POPE FRANCIS arrives in the U.S. this September to great acclaim. The popular pontiff will speak truth to power in Congress and at the United Nations and preach the necessity of stewarding creation, promoting an economy for life, and defending human dignity.
He also will canonize Junípero Serra, the Spanish Franciscan missionary who founded the first nine of 21 Spanish missions in California in the 18th century—many say on the backs of Indigenous people. While some call Serra a “shepherd and protector,” others argue he symbolizes the colonial conquest of North America through genocide.

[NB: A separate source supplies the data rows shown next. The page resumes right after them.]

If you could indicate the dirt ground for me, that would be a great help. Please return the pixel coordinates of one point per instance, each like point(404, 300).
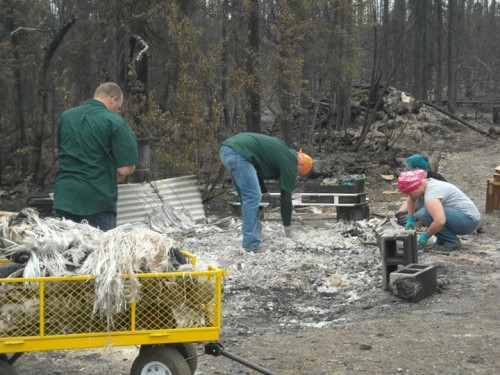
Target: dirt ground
point(291, 330)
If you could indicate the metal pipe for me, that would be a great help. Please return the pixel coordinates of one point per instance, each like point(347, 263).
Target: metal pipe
point(217, 349)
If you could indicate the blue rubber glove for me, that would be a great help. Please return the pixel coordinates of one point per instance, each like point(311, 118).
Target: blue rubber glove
point(423, 238)
point(410, 222)
point(273, 201)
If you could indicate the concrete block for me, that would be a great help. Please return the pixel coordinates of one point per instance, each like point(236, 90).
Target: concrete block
point(399, 249)
point(414, 282)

Serra was a human being—sometimes noble, sometimes not. However, his conquest operated under a body of Christian law and policy called the Doctrine of Discovery, a series of papal documents (“bulls”) that granted legal right of ownership to whichever European Christian nation arrived first in the new territory. Since 1823 it has also been enshrined in U.S. law. As recently as 2005, Supreme Court Justice Ruth Bader Ginsburg cited it as the basis for denying a land claim by the Oneida people, one of the five founding nations of the Iroquois Confederacy.

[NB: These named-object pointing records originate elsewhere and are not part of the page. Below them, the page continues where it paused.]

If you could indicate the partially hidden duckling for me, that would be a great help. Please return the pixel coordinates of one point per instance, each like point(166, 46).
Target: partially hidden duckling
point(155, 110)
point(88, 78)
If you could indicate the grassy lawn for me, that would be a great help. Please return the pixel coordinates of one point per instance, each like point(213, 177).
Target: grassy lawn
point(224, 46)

The Doctrine of Discovery is based on a principle of Roman law called terra nullius (“nobody’s land”) and grew out of the church’s conviction that “discovered” lands were devoid of human beings if the original people who lived there (defined as “heathens, pagans, and infidels”) were not ruled by a Christian ruler. “The Doctrine mandated Christian European countries to attack, enslave, and kill the Indigenous Peoples they encountered and to acquire all of their assets,” wrote the World Council of Churches in a 2012 statement.